TBMM’ye sunulan yeni değişiklik teklifinin bütününe baktığımızda, çok ciddi tutarsızlıkların olduğunu görmekteyiz. Gerçeklerden uzak popülist anlayışla fiili durumları devam ettiren, mevcut yasal düzenlemelerle de çelişen bu kanun değişikliği teklifi, ormanlarımızı korumaktan çok uzak olduğu gibi yeni tahribatlara yol açacaktır.

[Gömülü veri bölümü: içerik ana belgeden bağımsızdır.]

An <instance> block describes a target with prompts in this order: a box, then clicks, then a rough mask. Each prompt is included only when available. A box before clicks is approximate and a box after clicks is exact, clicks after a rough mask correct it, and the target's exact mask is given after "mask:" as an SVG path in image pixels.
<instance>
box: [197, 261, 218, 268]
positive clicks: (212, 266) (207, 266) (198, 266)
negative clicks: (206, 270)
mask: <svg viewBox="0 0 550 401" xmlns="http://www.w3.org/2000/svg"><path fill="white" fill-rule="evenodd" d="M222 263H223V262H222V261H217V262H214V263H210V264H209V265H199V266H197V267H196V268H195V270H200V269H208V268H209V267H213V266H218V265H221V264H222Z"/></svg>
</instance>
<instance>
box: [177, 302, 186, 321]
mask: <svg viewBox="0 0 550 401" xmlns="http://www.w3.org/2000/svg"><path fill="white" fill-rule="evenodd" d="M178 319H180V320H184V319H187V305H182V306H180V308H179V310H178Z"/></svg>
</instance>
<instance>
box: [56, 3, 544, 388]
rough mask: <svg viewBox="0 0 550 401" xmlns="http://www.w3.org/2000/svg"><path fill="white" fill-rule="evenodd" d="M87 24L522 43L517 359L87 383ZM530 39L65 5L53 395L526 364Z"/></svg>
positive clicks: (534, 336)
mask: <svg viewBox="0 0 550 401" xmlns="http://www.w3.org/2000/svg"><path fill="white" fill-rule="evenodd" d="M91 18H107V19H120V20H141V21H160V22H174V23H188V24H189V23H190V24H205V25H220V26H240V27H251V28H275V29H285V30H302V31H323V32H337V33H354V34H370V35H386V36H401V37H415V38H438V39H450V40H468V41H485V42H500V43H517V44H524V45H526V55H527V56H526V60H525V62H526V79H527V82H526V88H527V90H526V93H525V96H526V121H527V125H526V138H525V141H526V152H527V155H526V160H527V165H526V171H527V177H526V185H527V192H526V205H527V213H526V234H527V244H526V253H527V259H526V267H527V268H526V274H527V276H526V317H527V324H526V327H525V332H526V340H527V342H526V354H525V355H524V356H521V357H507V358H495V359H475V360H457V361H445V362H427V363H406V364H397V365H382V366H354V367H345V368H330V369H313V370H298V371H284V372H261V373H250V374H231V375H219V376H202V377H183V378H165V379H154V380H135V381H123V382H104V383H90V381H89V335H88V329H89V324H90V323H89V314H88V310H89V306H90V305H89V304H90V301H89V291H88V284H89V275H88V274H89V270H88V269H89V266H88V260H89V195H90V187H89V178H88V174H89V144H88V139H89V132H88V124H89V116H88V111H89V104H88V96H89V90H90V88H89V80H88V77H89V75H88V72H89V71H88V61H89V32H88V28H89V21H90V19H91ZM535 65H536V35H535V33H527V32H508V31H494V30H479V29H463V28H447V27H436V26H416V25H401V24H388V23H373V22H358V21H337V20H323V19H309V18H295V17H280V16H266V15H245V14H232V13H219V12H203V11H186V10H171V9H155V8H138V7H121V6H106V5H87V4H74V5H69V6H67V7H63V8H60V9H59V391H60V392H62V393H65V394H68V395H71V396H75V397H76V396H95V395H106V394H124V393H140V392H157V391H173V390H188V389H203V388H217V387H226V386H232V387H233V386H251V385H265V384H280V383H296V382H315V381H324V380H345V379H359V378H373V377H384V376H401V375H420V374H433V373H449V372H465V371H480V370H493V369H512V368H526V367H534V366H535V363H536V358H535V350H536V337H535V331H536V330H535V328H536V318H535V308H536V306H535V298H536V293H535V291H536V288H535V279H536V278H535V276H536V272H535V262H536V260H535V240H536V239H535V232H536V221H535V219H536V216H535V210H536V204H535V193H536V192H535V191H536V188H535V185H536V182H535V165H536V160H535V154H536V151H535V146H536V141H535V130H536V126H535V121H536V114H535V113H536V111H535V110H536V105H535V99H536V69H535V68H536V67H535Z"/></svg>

Son yıllarda ekonomik kriz bahane edilerek piyasa ihtiyacının karşılanmasına yönelik olarak ormanlarımız yoğun bir üretim baskısı altına alınmıştır. 15 yıl önce 13 milyon m3 olan üretim 2017 yılında 18,5 milyon m3, 2020 yılında ise 28,5 milyon m3 2021 de ise 31,9 milyon m3 çıkarılmıştır. Gelinen aşamada odun üretimi baskısı ormanlarımızın geleceğini tehdit eder boyutlara ulaşmıştır. Yukarıda belirttiğimiz doğaya zarar veren çarpıcı olaylara daha birçok örnek eklenebilir. Yaşanan dehşet verici saldırılara rağmen TMMOB’ye bağlı meslek odaları olarak bilimin ve tekniğin ışığı altında kamu yararı gözeterek birikimimizi, kentimizin ve ülkemizin kalıcı çıkarları için kullanmak, sermayenin saldırılarına karşı kentimizi, ülkemizi ve doğamızı korumak toplumsal sorumluluğumuzdur.